Both letters, both with eight signatories, and both apparently submitted at around the same time, appeared to go out of their way to dispute a large body of clinical practice from people who did deal with large numbers of transsexual people, and to reject the findings of a court which had been examining and probing all sides of the question four times over sixteen years.
First do no harm
Clinicians do disagree with one-another of course. That's acceptable in the spirit of developing knowledge and exchanging ideas.
Good clinicians, concerned to achieve the best for their patients, will listen to those opposing views.
The forum for this kind of debate is in peer reviewed journals and specialist conferences, not national newspapers … and certainly not when those resorting to the press were never usually to be seen frequenting the conferences where treatment approaches in this field are normally debated.
Resorting to the press is remarkable … particularly if you are quite evidently seeking to use the authority of your institution and qualifications to stigmatise people who have just won a remarkable human rights case.
That goes well beyond the realms of normal professional behaviour.
There is a key principle which all clinicians are supposed to adhere to. "First do no harm"
It is still hard to conceive, after ten years, just how the doctors who signed the above letters thought they might be working according to that principle.
Looking back, much water has flowed under the bridge in ten years.
In December 2002 the Labour Government announced plans to bring forward a Gender Recognition Bill (which colleagues and I had the privilege to work on); in June 2004 it completed the final Parliamentary hurdle to enable it to pass into law. It has now been in effect for over seven years (since April 2005).

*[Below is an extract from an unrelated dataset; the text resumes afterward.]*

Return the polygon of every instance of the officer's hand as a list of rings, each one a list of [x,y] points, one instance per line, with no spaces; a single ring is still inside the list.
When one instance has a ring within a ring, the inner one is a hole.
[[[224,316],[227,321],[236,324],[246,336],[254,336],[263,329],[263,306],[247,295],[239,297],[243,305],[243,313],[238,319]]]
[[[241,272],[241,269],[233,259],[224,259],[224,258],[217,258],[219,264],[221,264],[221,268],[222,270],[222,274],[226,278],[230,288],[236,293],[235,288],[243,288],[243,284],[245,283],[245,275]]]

The press meanwhile became in many ways far more hostile. In 2004 I submitted a dossier to the Press Complaints Commission containing many examples, and with a mass of personal testimonies from transsexual people affected by that reporting.
Whilst no direct causal relationship can be asserted, those letters by eight Portman clinic psychiatrists, aiming to undermine a decision in favour of transsexual peoples' privacy and marriage rights, might be thought (in hindsight) to have been hardly very helpful.
Some might think that "First do no harm" was far from their thoughts.